Some new tools are actually starting to enter our bodies and minds in a more tangible way, though. Is that a categorical difference from older generations of technology?

We’re fully material. We have time and place. When I want to be out of that time and place, when I want to feel like my life is in the cloud, when I want to shake up my sense of myself as unique and alone, then I love the world of the Internet. When I want that back—when I don’t want to be like Don Quixote, with my head always in the clouds—then I go in the other direction.

When I was playing Dungeons & Dragons as a kid, there was such a terror that we were going to disappear into this world. Like an LSD thing. “From then on, he never was in touch with reality again.” That’s not my experience with even totally impassioned Internet players.

But there’s this fear of tipping over, isn’t there? We’re a society that values shared, public experience. Something like Oculus Rift cuts against that.

I really thought virtual reality was like a hallucinogen that I am interested in taking in very small doses. It’s highly pleasurable, and yet so concentrated and strange that I felt it really would be like doing LSD all the time.

You chose to publish Internet criticism as a book. Why did the format seem appropriate to the task?

When the Wall Street Journal was regularly reporting on Big Tobacco—it was before I came to the Times—I had been thinking, “Why write all this ephemera?” Because I still thought of journalism, as they used to say, as wrapping for fish the next day. You were writing on water. It’s going to be gone.

Spoken like a true academic.

But then I saw what the Journal did with their reporting, and I was like, “Oh, I see. [They are] making an argument over time.” Whether someone connects the dots or not, some themes are going to color everything you write about. There’s a reason that ideologues are good at columns. Because they can always put it through their lens.

There was this Matt Groening comic of academic types on the wall of the faculty lounge [at Harvard], and one of them was something like “The Single Theory Professor.” His single theory was: “He who controls magnesium controls the earth.” And [as a New York Times media columnist] I pretty much was like, I don’t want to quite become a “He who controls magnesium controls the earth” person. But I was getting there until I was able to see the loss that pushed back on the magic.

Do you still feel that there’s a magnesium trap that you’re avoiding?

No, it’s wonderful because the Internet so incredibly diverse that there’s always something new to read. There are these moments where I’ll realize something is sort of ascendant, like Snapchat.

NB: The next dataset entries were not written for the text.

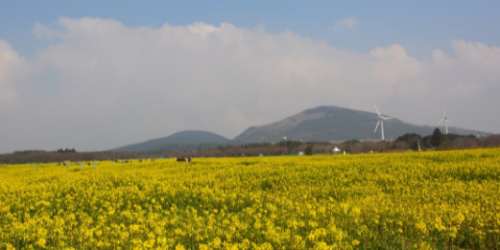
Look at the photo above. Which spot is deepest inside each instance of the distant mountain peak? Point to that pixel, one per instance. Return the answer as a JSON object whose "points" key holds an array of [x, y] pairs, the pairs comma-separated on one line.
{"points": [[330, 123]]}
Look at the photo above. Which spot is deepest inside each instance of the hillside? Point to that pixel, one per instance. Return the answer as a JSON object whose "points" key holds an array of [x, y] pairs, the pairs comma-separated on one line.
{"points": [[180, 141], [331, 123]]}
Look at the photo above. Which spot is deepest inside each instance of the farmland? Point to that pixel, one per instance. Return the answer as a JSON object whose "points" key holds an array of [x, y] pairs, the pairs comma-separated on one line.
{"points": [[428, 200]]}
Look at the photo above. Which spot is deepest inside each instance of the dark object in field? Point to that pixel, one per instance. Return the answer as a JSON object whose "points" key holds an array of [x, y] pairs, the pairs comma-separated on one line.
{"points": [[186, 159]]}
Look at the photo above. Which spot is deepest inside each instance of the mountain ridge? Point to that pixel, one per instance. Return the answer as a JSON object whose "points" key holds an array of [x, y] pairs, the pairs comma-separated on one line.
{"points": [[318, 124]]}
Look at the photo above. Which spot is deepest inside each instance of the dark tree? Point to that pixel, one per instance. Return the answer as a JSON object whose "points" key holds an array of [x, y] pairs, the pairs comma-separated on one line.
{"points": [[436, 138]]}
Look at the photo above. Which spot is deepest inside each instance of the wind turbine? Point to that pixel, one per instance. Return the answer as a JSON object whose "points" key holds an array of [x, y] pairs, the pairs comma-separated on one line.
{"points": [[380, 123], [444, 123]]}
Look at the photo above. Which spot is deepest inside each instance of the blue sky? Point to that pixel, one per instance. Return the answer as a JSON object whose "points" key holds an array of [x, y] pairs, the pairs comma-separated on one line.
{"points": [[113, 71], [418, 25]]}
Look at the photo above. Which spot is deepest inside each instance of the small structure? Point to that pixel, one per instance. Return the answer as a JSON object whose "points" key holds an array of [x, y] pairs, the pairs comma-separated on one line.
{"points": [[186, 159]]}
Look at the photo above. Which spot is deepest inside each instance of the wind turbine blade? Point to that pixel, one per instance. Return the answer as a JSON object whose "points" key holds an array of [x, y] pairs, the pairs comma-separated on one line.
{"points": [[377, 111], [376, 127]]}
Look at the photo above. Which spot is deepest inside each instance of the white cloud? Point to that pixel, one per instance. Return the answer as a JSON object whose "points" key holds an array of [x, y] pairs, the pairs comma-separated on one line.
{"points": [[348, 23], [102, 84], [9, 64]]}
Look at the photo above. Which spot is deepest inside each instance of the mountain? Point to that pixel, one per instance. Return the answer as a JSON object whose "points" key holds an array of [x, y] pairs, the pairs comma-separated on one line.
{"points": [[180, 141], [331, 123]]}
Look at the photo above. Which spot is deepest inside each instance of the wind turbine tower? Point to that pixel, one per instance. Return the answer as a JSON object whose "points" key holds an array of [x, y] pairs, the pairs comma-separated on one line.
{"points": [[380, 123], [444, 123]]}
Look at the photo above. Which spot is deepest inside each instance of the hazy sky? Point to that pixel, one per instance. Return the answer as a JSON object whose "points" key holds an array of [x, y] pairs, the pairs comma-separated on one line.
{"points": [[95, 75]]}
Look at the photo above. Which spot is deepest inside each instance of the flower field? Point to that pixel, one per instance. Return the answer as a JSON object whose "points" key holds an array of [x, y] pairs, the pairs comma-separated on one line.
{"points": [[430, 200]]}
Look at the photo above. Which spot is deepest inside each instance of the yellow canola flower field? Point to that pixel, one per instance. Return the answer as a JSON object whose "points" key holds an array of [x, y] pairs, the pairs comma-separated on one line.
{"points": [[430, 200]]}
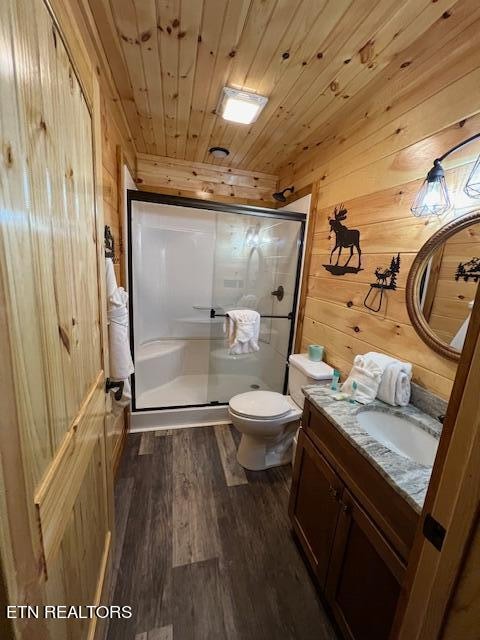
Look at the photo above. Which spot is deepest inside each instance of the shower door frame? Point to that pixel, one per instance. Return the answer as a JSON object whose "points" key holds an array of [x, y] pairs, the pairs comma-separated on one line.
{"points": [[208, 205]]}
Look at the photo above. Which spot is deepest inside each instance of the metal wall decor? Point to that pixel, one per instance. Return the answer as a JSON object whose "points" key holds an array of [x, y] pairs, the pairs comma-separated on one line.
{"points": [[344, 238], [386, 281], [468, 270]]}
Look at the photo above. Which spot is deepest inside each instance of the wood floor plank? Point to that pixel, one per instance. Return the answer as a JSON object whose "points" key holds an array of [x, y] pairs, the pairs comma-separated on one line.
{"points": [[144, 577], [234, 472], [123, 501], [209, 610], [195, 523], [162, 433], [146, 444], [161, 633], [202, 560]]}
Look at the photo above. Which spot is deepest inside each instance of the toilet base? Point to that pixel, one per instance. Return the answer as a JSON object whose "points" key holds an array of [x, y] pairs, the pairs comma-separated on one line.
{"points": [[258, 454]]}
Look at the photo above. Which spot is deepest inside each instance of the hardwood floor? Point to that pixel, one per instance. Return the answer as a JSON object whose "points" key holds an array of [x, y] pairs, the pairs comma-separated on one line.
{"points": [[204, 549]]}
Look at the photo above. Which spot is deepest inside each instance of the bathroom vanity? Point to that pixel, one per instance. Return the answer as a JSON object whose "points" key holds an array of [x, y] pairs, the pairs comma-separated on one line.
{"points": [[354, 506]]}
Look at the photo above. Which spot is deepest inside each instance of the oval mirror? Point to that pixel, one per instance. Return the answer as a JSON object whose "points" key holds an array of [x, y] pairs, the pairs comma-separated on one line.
{"points": [[442, 284]]}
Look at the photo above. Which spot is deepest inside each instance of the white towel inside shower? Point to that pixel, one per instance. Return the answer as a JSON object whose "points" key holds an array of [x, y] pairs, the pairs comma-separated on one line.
{"points": [[121, 364], [242, 328]]}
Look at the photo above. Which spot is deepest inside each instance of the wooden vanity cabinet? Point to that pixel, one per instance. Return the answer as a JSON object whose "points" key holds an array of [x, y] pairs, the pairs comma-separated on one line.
{"points": [[358, 569], [364, 576], [315, 509]]}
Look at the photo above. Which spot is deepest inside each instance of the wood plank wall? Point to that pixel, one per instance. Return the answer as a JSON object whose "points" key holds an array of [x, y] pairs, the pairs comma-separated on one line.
{"points": [[54, 481], [206, 181], [117, 149], [334, 311], [452, 297], [371, 159]]}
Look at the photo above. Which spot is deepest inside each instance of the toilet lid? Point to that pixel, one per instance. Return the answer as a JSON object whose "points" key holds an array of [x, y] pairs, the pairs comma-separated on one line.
{"points": [[260, 404]]}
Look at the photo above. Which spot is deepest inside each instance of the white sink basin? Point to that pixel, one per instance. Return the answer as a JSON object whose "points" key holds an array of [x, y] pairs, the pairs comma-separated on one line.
{"points": [[399, 435]]}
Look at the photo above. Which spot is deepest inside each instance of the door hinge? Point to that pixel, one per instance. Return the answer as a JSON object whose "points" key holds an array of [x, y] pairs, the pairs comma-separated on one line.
{"points": [[110, 385], [433, 531]]}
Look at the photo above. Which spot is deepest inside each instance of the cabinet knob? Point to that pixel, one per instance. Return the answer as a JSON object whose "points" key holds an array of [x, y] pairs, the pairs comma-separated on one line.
{"points": [[333, 492]]}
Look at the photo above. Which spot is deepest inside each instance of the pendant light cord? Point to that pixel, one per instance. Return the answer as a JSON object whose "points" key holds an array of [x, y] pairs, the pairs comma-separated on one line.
{"points": [[458, 146]]}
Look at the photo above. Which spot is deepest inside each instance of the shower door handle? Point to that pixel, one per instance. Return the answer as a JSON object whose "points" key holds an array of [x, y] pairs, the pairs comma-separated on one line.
{"points": [[279, 293]]}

I download the app and sort of gear up, like “My brain has to change to take this in.” There’s always this excited panic where I’m just like, “OK, this time I’m just not going to get it.”

That’s the moment that I usually try to double down and say, “It’s my burden to see what this thing is.” Even if it takes me a lot longer than it used to get some followers and get a hold of a new social network, that’s my job as a human.

As a human? Not as a critic?

Right. As a human. We get one chance on this earth, and it’s like, how did this fucking Internet happen? I’m in awe every day. I can’t believe that, sitting in my chair, I can explore all that. It feels like an incredible privilege.

To go back to the idea of finding metaphors for the Internet, what’s the metaphor for your role? How do you understand your critical avatar?

I just feel determined to take the Internet seriously as a cultural paradigm shift. Not like a niche of technology or a business proposition, but a giant new empire that is, frankly, much bigger than any empire we’ve seen before.

I think my role is to take it seriously and also really consider this masterpiece, and to be there right with it—to somehow stay with it.